As discussed in last week's article (see "Does Facility Size Color Patient Perceptions?"), there is no consistent relationship across service areas between facility size and trust in a facility's ability to consistently deliver high-quality service. But does a facility's size affect overall patient satisfaction with that service?
The logical response would be that it should. Large facilities have breadth and depth of services, and access to sophisticated and specialized technology that may be unavailable to small facilities. In most cases, these facilities are successfully positioned as "high tech." The logical way for smaller facilities to differentiate themselves is often by positioning themselves as "high touch," based on the personalized quality of their patient service. But do these theories hold true?
In general, Gallup finds only minor differences in overall patient satisfaction by facility size compared to the variation in patient trust. However, the strongest relationship between overall patient satisfaction and facility size -- which is found in the emergency department -- is worth examining.

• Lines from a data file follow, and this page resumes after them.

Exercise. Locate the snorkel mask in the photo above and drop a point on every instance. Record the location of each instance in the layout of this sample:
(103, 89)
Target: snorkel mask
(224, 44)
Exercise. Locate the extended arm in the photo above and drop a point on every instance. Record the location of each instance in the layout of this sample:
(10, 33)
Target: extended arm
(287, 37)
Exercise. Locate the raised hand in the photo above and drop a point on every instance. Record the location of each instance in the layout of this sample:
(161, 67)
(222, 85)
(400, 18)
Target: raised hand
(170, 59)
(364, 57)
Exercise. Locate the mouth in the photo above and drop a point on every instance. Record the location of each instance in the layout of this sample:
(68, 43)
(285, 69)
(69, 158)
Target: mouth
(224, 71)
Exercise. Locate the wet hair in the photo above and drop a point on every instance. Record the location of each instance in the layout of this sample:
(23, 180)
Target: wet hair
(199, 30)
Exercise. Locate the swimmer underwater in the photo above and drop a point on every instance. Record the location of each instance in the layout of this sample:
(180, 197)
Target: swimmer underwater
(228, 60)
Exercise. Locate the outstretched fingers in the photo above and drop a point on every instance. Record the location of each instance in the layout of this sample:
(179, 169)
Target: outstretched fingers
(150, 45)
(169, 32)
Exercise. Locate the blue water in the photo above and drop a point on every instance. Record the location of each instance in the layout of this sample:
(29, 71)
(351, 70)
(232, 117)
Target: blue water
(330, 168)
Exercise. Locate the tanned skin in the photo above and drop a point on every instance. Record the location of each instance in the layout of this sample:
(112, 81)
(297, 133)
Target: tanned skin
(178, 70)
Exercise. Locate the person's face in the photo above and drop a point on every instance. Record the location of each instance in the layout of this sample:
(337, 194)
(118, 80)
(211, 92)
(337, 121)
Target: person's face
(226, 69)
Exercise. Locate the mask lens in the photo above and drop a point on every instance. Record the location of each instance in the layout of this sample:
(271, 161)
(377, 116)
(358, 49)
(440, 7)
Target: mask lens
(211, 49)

In the emergency department, there is little variation in overall satisfaction among mid-sized hospitals -- those with between 101 and 399 beds. There is more variation between smaller hospitals (100 beds or fewer) and larger hospitals (400 beds or more).
This variation may be driven in part by the speed and efficiency of service. Large hospitals are more likely to see severe trauma cases and life-threatening illnesses and injuries, so patients with minor conditions are more likely to be affected by a triage system. Severe conditions are likely to require extended treatment times, slowing turnover of beds. In addition, busy emergency departments often experience shortages of beds that are closely monitored or require other specialized services. Shortages of staff, antiquated facilities, and the rapid growth in volume of severely injured/ill patients may also affect larger facilities.
There is no real variation in overall patient satisfaction with inpatient services for facilities over 200 beds in size. However, hospitals with 200 or fewer beds tend to have higher levels of patient satisfaction. Although the variation is relatively small, it may represent a validation of the "high touch" versus "high tech" positioning.
While overall patient satisfaction scores do not vary greatly by size among outpatient surgery facilities, a direct linear relationship does occur by facility size. Smaller outpatient surgery facilities (100 beds or fewer) do receive higher patient satisfaction scores than larger facilities (400 beds or more).
Outpatient Test and Treatment
Patient satisfaction with outpatient test and treatment services also varies little by facility size. However, while patients showed the lowest levels of trust in facilities with 100 beds or fewer, these smaller facilities receive the highest scores on overall patient satisfaction.
While there is no direct linear relationship between overall patient satisfaction and facility size across service areas, the trend for overall patient satisfaction is clearer than it is for patient trust. Facilities with 100 beds or fewer receive the highest overall patient satisfaction scores across service areas. The magnitude of variation by facility size is greatest among emergency departments and least among outpatient test and treatment services, suggesting that the level of variation by facility size may be tied to the intensity of services provided.